Warren Buffett says it takes 20 years to build a reputation and five minutes to ruin it. I think that’s true, so you have to take good carer of it.
If you pay it back promptly, you will leave a great impression of trust and reliability.
3. Round it up
Always round it up so it’s in the other person’s favor.
If you borrowed 87 dollars, give back 90 dollars – or maybe even a 100 dollars.
Well, first of all, counting coins seems petty.
Secondly, there’s a time value of money. There is inflation chipping away at the value, and there is also the optional value, meaning what it could have been worth in the meantime if invested.
4. Give Without Expecting an Equal Return
Many of us carry around an inner notebook where we notice what we give and what we receive, and many of us compare the two accounts like checks and balances.
You shouldn’t do that.
Give without expecting to be gifted back in the same dollar value. In fact, give without expecting anything in return. Give because you want to in that moment.
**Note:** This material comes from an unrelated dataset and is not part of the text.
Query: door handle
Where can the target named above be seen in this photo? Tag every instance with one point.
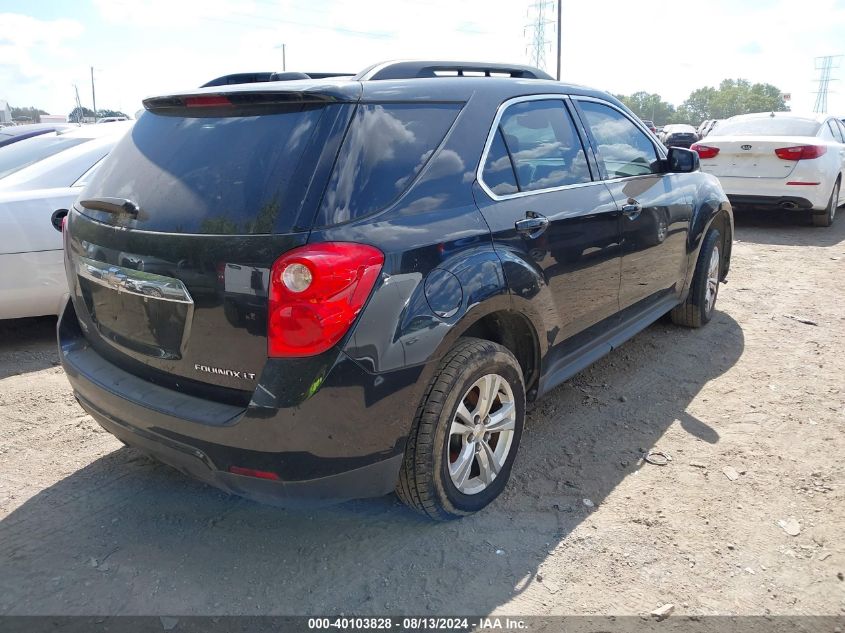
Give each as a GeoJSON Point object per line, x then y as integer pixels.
{"type": "Point", "coordinates": [532, 225]}
{"type": "Point", "coordinates": [632, 209]}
If you don’t, you might carry around resentment – and that is a very high price to pay.
Everyone’s mind set about gifts is different, and everyone’s budget is different. Don’t expect people to think and act like you, because they are not you, and they will behave differently to you.
5. Be Silent About Money – Unless Asked
Since you are here reading this, you probably have an opinion about spending, saving and investing.
Sorry to say, but it’s true: Most people don’t want to hear about your money. It makes them feel uncomfortable.
So don’t chat about money.
Only speak about spending, saving and investing if someone asks you directly or comes to you for advice.
If you like to discuss investing, seek out groups or friends where you have an agreement that it’s the subject you talk about.